Are there lonely women




















This is especially true for the nearly 50 percent who work full time. We might be tempted to evaluate ourselves and our friendships based on these random and often superficial interactions, interpreting rejection where there is none. When this happens, a hole begins to form within us that, often, causes us to become more social media-obsessed.

We can start to believe that if only we share a cute picture or post an insightful comment, everyone will know how competent and thoughtful we are. But whatever fulfillment or assurance we receive in the moment soon fades and can leave us lonelier than ever because what we truly need is community.

We need quality more than quantity—to spend time with those who know us deeply yet love us anyway. I travel the country speaking to women, often on topics relating to loneliness and rejection. And this is true for women of all ages and backgrounds. One might assume those who are older have reached a certain level of confidence and therefore ability to form deep connections with decreased defensiveness.

To move past those self-defeating and imprisoning lies, we need to mourn our hurts with Jesus, ask Him to reveal our false perceptions, and to give us the courage to embrace relational risk. The solution: Learn how to resolve conflicts and push through relational difficulties to develop deeper friendships.

God created us to live in community, and as such, we find our truest, healthiest, and most fulfilled selves in the context of Christ-centered relationship. Scripture says church members are family and part of one body, united by God to feel deeply connected with one another.

When our sister rejoices, we should as well. This necessarily implies a certain level of authenticity and transparency—of revealing our vulnerabilities and admitting that we need one another. The solution: Share your needs with others, let them help you, ask about their needs, and find ways to help them. Our typical response? But this only increases our isolation by keeping us strapped to our computers and living superficially.

However, when we take the time to connect with others face too face, we discover most of us experience hurts, conflict, and moments of loneliness and isolation. We may even find the friend our hearts long for. The study found a "stigma" attached to loneliness, with young people fearing it would be seen as "failing". There were young people who used social media to "cover up" their feelings and pretend their lives were not lonely.
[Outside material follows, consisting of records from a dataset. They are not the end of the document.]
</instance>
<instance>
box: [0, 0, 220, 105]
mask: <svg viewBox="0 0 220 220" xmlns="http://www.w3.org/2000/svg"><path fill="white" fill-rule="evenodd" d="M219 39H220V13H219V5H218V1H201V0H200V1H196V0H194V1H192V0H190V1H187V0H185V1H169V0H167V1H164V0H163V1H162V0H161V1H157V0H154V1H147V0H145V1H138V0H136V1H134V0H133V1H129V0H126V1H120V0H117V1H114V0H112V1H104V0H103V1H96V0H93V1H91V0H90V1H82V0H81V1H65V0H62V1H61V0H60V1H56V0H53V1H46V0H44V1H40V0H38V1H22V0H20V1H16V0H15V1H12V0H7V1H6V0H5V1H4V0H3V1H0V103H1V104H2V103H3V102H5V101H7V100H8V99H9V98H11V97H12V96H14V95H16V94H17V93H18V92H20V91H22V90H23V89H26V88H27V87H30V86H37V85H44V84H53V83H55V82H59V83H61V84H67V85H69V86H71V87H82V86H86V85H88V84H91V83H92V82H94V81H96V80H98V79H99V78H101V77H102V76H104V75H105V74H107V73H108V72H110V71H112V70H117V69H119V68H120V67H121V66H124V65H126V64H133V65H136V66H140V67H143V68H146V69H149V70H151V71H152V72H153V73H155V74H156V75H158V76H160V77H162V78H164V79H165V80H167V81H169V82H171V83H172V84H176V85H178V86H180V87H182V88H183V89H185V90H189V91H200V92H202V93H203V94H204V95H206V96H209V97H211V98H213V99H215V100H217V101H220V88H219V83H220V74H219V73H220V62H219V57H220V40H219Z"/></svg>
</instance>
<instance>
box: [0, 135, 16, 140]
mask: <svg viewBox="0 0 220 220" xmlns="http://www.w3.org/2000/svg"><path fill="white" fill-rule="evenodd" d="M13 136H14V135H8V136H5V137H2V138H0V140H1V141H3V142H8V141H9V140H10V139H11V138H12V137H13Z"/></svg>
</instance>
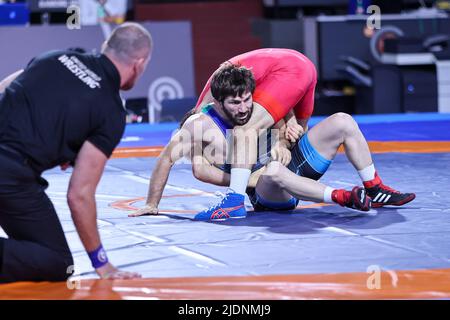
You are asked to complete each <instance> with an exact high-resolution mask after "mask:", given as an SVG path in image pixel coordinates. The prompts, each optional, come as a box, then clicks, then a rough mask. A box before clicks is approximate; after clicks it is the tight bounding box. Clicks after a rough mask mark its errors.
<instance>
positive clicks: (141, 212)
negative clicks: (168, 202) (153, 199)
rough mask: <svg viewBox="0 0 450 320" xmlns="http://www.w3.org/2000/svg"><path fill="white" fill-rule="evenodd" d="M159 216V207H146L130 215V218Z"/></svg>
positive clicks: (150, 205)
mask: <svg viewBox="0 0 450 320" xmlns="http://www.w3.org/2000/svg"><path fill="white" fill-rule="evenodd" d="M157 214H158V207H156V206H153V205H148V204H147V205H145V207H143V208H141V209H139V210H137V211H135V212H133V213H130V214H129V215H128V216H129V217H139V216H145V215H157Z"/></svg>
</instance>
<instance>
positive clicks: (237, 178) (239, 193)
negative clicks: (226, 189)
mask: <svg viewBox="0 0 450 320" xmlns="http://www.w3.org/2000/svg"><path fill="white" fill-rule="evenodd" d="M251 173H252V171H251V170H250V169H242V168H232V169H231V176H230V189H232V190H233V191H234V192H236V193H239V194H242V195H245V190H246V189H247V185H248V180H249V179H250V175H251Z"/></svg>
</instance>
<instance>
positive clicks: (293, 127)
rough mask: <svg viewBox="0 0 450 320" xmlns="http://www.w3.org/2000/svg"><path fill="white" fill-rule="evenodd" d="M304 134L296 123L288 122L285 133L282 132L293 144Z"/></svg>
mask: <svg viewBox="0 0 450 320" xmlns="http://www.w3.org/2000/svg"><path fill="white" fill-rule="evenodd" d="M304 134H305V131H304V130H303V127H302V126H301V125H299V124H298V123H296V122H289V123H287V124H286V131H285V132H284V137H285V138H286V139H287V140H288V141H290V142H292V143H295V141H297V140H298V139H300V138H301V137H302V136H303V135H304Z"/></svg>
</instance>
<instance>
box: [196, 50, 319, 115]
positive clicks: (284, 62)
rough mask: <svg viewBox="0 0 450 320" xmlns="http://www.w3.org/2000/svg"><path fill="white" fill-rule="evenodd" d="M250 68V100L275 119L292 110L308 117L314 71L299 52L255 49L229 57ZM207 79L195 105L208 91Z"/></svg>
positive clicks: (210, 78)
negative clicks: (250, 83) (252, 97)
mask: <svg viewBox="0 0 450 320" xmlns="http://www.w3.org/2000/svg"><path fill="white" fill-rule="evenodd" d="M229 61H230V62H231V63H233V64H238V65H242V66H244V67H247V68H249V69H251V70H252V72H253V76H254V78H255V80H256V89H255V92H254V94H253V101H254V102H256V103H258V104H260V105H261V106H262V107H264V108H265V109H266V110H267V111H268V112H269V113H270V115H271V116H272V118H273V120H274V122H275V123H276V122H278V121H279V120H280V119H282V118H283V117H284V116H286V114H287V113H288V112H289V111H290V110H291V109H294V114H295V116H296V118H297V119H309V117H310V116H311V114H312V112H313V109H314V89H315V86H316V82H317V72H316V68H315V67H314V64H313V63H312V62H311V61H310V60H309V59H308V58H306V57H305V56H304V55H303V54H301V53H299V52H298V51H295V50H290V49H259V50H254V51H250V52H246V53H243V54H241V55H238V56H236V57H234V58H231V59H230V60H229ZM210 82H211V78H210V79H209V80H208V82H207V84H206V86H205V88H204V89H203V91H202V93H201V95H200V98H199V100H198V102H197V105H196V108H197V109H198V108H199V107H200V106H203V105H205V104H206V103H209V102H211V101H203V100H204V99H205V96H206V94H207V93H208V92H210Z"/></svg>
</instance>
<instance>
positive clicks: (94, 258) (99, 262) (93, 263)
mask: <svg viewBox="0 0 450 320" xmlns="http://www.w3.org/2000/svg"><path fill="white" fill-rule="evenodd" d="M88 255H89V259H91V263H92V266H93V267H94V269H98V268H100V267H102V266H104V265H105V264H107V263H108V257H107V256H106V251H105V249H103V246H102V245H101V244H100V246H99V247H98V248H97V249H95V250H94V251H91V252H88Z"/></svg>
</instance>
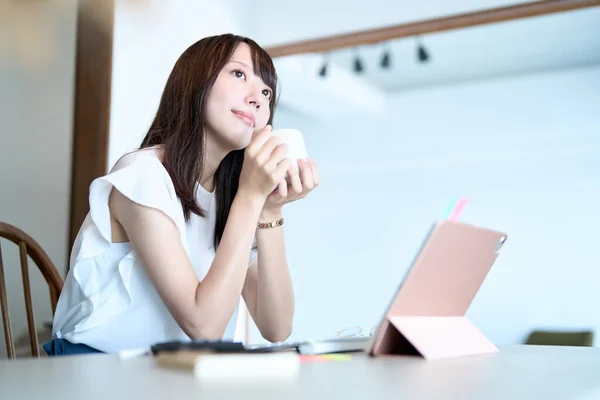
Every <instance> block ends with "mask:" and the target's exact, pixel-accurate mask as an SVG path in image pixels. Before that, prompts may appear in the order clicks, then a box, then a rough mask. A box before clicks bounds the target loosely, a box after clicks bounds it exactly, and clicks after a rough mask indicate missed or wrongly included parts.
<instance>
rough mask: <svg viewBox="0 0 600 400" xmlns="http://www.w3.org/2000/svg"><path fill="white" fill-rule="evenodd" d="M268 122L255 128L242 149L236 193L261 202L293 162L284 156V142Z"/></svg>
mask: <svg viewBox="0 0 600 400" xmlns="http://www.w3.org/2000/svg"><path fill="white" fill-rule="evenodd" d="M271 130H272V128H271V126H270V125H267V126H266V127H264V128H262V129H258V130H256V131H254V133H253V134H252V140H251V141H250V144H249V145H248V147H246V150H245V152H244V164H243V166H242V172H241V174H240V183H239V187H238V193H244V194H245V195H247V196H248V195H249V196H251V197H252V198H255V199H258V200H260V201H262V202H264V201H266V199H267V197H268V196H269V195H270V194H271V193H272V192H273V190H274V189H275V188H276V187H277V186H278V184H279V182H281V181H282V180H285V179H284V178H285V174H286V173H287V171H288V170H289V169H290V167H291V165H292V163H291V161H290V160H289V159H288V158H285V157H286V155H287V152H288V149H287V145H285V144H282V143H281V142H280V139H279V138H278V137H276V136H272V135H271Z"/></svg>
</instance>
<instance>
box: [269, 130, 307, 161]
mask: <svg viewBox="0 0 600 400" xmlns="http://www.w3.org/2000/svg"><path fill="white" fill-rule="evenodd" d="M272 134H273V136H277V137H278V138H279V139H280V140H281V143H285V144H286V145H287V147H288V154H287V158H289V159H290V160H291V161H292V165H293V166H294V167H296V169H298V160H300V159H303V160H304V159H306V157H308V155H307V153H306V145H305V144H304V138H303V137H302V132H300V131H299V130H298V129H277V130H274V131H273V132H272Z"/></svg>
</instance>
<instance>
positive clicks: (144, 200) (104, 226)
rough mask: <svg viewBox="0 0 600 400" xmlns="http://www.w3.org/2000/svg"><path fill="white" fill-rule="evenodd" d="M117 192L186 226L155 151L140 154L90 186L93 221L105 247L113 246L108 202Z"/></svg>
mask: <svg viewBox="0 0 600 400" xmlns="http://www.w3.org/2000/svg"><path fill="white" fill-rule="evenodd" d="M113 188H115V189H117V190H118V191H119V192H121V193H122V194H123V195H124V196H125V197H127V198H128V199H129V200H131V201H133V202H134V203H137V204H140V205H143V206H146V207H151V208H155V209H158V210H160V211H162V212H163V213H164V214H165V215H167V216H168V217H169V218H171V219H172V220H173V222H175V224H176V225H177V227H178V228H179V230H180V232H181V231H182V230H183V231H185V229H182V228H183V226H184V221H183V215H182V210H181V206H180V204H179V201H178V198H177V195H176V193H175V187H174V186H173V182H172V180H171V177H170V176H169V174H168V172H167V170H166V169H165V168H164V166H163V165H162V163H161V161H160V159H159V158H158V155H157V154H156V151H155V150H152V149H145V150H138V151H136V152H134V153H129V154H127V155H125V156H123V157H122V158H121V159H120V160H119V161H118V162H117V163H116V164H115V166H114V167H113V169H112V170H111V171H110V173H109V174H107V175H105V176H103V177H100V178H97V179H96V180H94V181H93V182H92V184H91V186H90V198H89V200H90V218H91V220H92V221H93V223H94V225H95V226H96V228H97V230H98V232H99V233H100V235H101V236H102V238H103V240H104V241H105V242H106V243H111V238H112V232H111V219H110V211H109V207H108V198H109V196H110V193H111V191H112V189H113Z"/></svg>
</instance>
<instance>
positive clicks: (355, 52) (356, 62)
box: [353, 49, 365, 74]
mask: <svg viewBox="0 0 600 400" xmlns="http://www.w3.org/2000/svg"><path fill="white" fill-rule="evenodd" d="M353 65H354V72H356V73H357V74H361V73H363V72H364V70H365V66H364V65H363V62H362V60H361V59H360V56H359V54H358V50H356V49H355V50H354V60H353Z"/></svg>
The study from the ONS looks at the extent of loneliness among people aged between 10 and The research looked at factors that seemed to make loneliness more likely - and found it was particularly associated with times of transition in young lives. The move from primary school to secondary school and from school to university were both likely to be associated with loneliness. Young people in cities were more likely to be lonely than those in rural areas or smaller towns.
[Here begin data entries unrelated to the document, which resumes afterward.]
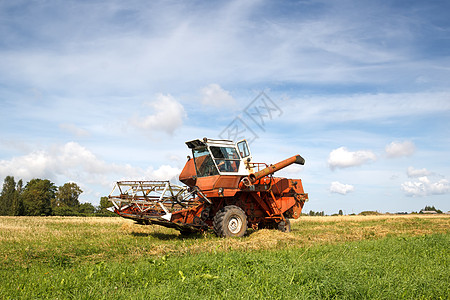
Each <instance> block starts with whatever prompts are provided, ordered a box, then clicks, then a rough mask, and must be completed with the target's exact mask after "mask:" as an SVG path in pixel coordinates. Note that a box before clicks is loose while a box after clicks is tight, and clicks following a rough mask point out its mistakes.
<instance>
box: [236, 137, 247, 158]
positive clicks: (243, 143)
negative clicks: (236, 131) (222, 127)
mask: <svg viewBox="0 0 450 300" xmlns="http://www.w3.org/2000/svg"><path fill="white" fill-rule="evenodd" d="M238 149H239V153H240V154H241V157H242V158H245V157H247V156H249V155H250V151H249V150H248V145H247V141H245V140H244V141H242V142H239V143H238Z"/></svg>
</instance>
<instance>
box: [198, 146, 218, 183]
mask: <svg viewBox="0 0 450 300" xmlns="http://www.w3.org/2000/svg"><path fill="white" fill-rule="evenodd" d="M192 153H193V155H194V162H195V168H196V170H197V176H198V177H205V176H212V175H219V172H218V171H217V168H216V166H215V165H214V162H213V160H212V158H211V154H209V151H208V149H207V148H202V149H194V150H193V151H192Z"/></svg>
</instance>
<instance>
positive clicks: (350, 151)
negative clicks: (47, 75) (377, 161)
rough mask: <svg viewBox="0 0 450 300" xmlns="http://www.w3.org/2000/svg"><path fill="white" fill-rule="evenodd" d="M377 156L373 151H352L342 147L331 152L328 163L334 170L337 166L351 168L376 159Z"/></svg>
mask: <svg viewBox="0 0 450 300" xmlns="http://www.w3.org/2000/svg"><path fill="white" fill-rule="evenodd" d="M376 158H377V157H376V155H375V154H374V153H373V152H372V151H366V150H359V151H354V152H352V151H348V150H347V148H345V147H340V148H338V149H334V150H333V151H331V152H330V155H329V157H328V165H329V166H330V168H331V169H332V170H333V169H335V168H349V167H354V166H359V165H362V164H364V163H366V162H369V161H374V160H376Z"/></svg>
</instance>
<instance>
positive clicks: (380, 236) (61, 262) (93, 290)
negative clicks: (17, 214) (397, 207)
mask: <svg viewBox="0 0 450 300" xmlns="http://www.w3.org/2000/svg"><path fill="white" fill-rule="evenodd" d="M449 249H450V216H446V215H438V216H418V215H408V216H392V215H384V216H343V217H301V218H300V219H299V220H295V221H293V222H292V232H290V233H282V232H279V231H276V230H261V231H249V232H248V235H247V236H245V237H243V238H237V239H222V238H217V237H215V235H214V234H213V233H205V234H198V235H193V236H189V237H184V236H181V235H179V233H178V232H177V231H175V230H172V229H167V228H163V227H160V226H140V225H136V224H134V223H133V222H132V221H129V220H125V219H121V218H77V217H0V261H1V267H0V275H1V278H2V281H1V282H0V298H1V299H19V298H20V299H24V298H33V299H36V298H52V299H53V298H59V299H67V298H69V299H130V298H132V299H168V298H172V299H187V298H190V299H220V298H231V297H233V298H242V299H315V298H325V299H326V298H340V299H345V298H351V299H355V298H373V299H393V298H396V299H398V298H406V299H420V298H423V299H448V298H449V297H450V292H449V291H450V280H449V278H450V254H449V252H450V250H449Z"/></svg>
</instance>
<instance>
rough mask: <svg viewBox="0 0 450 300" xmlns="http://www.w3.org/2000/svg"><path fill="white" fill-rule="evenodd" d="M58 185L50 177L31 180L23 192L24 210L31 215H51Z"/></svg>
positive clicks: (23, 202)
mask: <svg viewBox="0 0 450 300" xmlns="http://www.w3.org/2000/svg"><path fill="white" fill-rule="evenodd" d="M55 193H56V186H55V184H54V183H53V182H51V181H50V180H48V179H32V180H30V181H29V182H28V183H27V185H26V186H25V189H24V190H23V193H22V199H23V204H24V211H25V214H26V215H29V216H42V215H44V216H49V215H51V214H52V206H51V203H52V202H53V201H54V199H55Z"/></svg>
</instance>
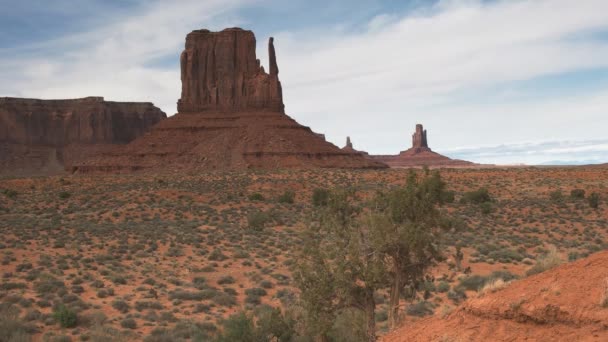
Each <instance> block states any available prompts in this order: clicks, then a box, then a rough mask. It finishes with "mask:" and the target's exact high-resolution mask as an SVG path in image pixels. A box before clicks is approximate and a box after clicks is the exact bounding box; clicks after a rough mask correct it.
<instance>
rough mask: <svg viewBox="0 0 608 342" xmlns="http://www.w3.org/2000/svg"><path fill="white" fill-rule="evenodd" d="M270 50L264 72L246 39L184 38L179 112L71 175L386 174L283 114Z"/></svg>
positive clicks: (198, 34)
Another unfortunate issue about loneliness is we blame the victim. And so, we pepper the lonely with advice: you should go for a walk, go to the library, join an adult education class, go to a meetup group, do volunteer work. No, it requires you, the lonely person, to spring into action.
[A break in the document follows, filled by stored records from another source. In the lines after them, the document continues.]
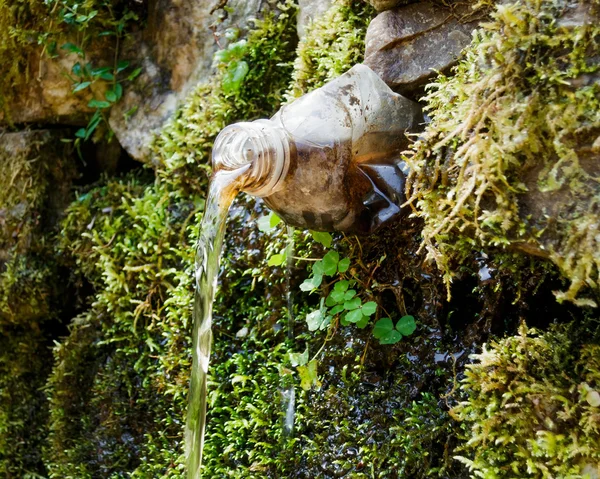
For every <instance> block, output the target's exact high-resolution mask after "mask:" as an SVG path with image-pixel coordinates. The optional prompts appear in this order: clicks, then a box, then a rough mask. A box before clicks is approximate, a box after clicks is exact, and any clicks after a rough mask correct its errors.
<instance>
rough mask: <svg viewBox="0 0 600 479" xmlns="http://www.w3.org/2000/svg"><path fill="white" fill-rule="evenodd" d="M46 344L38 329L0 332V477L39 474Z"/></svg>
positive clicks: (46, 414)
mask: <svg viewBox="0 0 600 479" xmlns="http://www.w3.org/2000/svg"><path fill="white" fill-rule="evenodd" d="M49 353H50V349H49V345H48V341H47V339H46V338H45V337H44V334H43V333H42V332H41V331H40V329H39V328H37V330H36V329H33V328H31V327H22V326H16V327H15V326H11V327H4V328H2V329H1V330H0V477H3V478H7V479H17V478H18V479H20V478H25V477H32V478H33V477H35V476H33V475H32V476H27V472H29V473H31V474H33V473H36V472H37V473H42V472H43V471H44V467H43V465H42V458H41V450H42V447H43V444H44V441H45V437H46V428H47V416H48V408H47V407H46V401H45V397H44V392H43V391H42V388H43V386H44V377H45V376H46V375H47V374H48V372H49V370H50V366H51V355H50V354H49Z"/></svg>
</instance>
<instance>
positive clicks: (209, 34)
mask: <svg viewBox="0 0 600 479" xmlns="http://www.w3.org/2000/svg"><path fill="white" fill-rule="evenodd" d="M263 4H265V5H266V3H265V2H262V1H261V0H251V1H245V0H232V1H229V2H227V11H225V10H223V9H216V8H215V2H214V1H212V0H201V1H198V2H177V1H172V0H156V1H154V2H151V5H150V11H149V16H148V17H149V19H150V21H149V22H148V26H147V27H146V28H145V29H144V30H143V31H141V32H138V33H137V34H135V35H133V36H132V37H131V38H130V39H129V40H128V42H127V44H126V45H125V47H124V50H123V53H122V54H121V56H122V57H123V58H136V59H138V63H139V66H140V67H142V74H141V75H140V76H139V77H138V78H137V79H136V80H135V82H134V84H133V85H132V86H131V87H130V88H129V89H128V90H127V91H126V92H125V95H124V97H123V99H122V100H121V101H120V102H119V103H118V104H117V105H115V107H113V109H112V111H111V115H110V126H111V128H112V129H113V130H114V132H115V133H116V135H117V138H118V139H119V141H120V143H121V145H123V147H124V148H125V150H127V152H128V153H129V154H130V155H131V156H132V157H134V158H135V159H137V160H140V161H149V159H150V150H149V145H150V142H151V141H152V138H153V136H154V135H155V134H156V133H157V132H158V131H160V129H161V128H162V127H163V126H164V124H165V123H166V122H167V121H168V119H169V118H170V117H171V115H172V114H173V113H174V111H175V109H176V108H177V107H178V106H180V105H181V103H182V102H183V100H184V99H185V97H186V96H187V95H188V93H190V91H191V89H192V88H194V87H195V86H196V85H198V83H200V82H202V81H205V80H206V79H207V78H208V76H209V75H210V73H211V65H212V58H213V55H214V53H215V52H216V51H217V50H218V49H219V47H220V46H221V47H223V46H225V45H226V44H227V39H226V38H225V32H226V31H227V30H228V29H230V31H235V32H236V34H237V31H239V32H241V34H243V31H244V30H245V29H246V28H247V27H248V23H249V21H250V20H251V19H252V18H255V17H257V16H258V15H259V13H260V12H261V9H263V8H264V7H265V5H263ZM227 12H230V13H227Z"/></svg>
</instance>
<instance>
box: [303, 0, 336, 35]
mask: <svg viewBox="0 0 600 479" xmlns="http://www.w3.org/2000/svg"><path fill="white" fill-rule="evenodd" d="M332 4H333V0H299V2H298V6H299V9H298V27H297V28H298V37H299V38H300V40H302V39H303V38H304V36H305V35H306V28H307V27H308V26H309V25H310V24H311V23H312V22H314V21H315V20H316V19H317V18H319V17H320V16H321V15H323V14H324V13H325V12H326V11H327V10H328V9H329V7H331V5H332Z"/></svg>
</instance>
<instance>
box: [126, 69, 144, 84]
mask: <svg viewBox="0 0 600 479" xmlns="http://www.w3.org/2000/svg"><path fill="white" fill-rule="evenodd" d="M140 73H142V68H141V67H140V68H136V69H135V70H133V71H132V72H131V73H130V74H129V76H128V77H127V80H129V81H131V80H134V79H136V78H137V77H138V76H139V74H140Z"/></svg>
It has largely to do with time and circumstances of life in our modern world. I grew up in a loving family and had a small town, active childhood filled with connection. As an adult, I adored the full, energetic family years of raising my children and being active in my community. Then came a divorce. The children grew and flew. Parents die. People move. Career ends. World Canada Local. More millennial women say they feel lonely — despite having friends.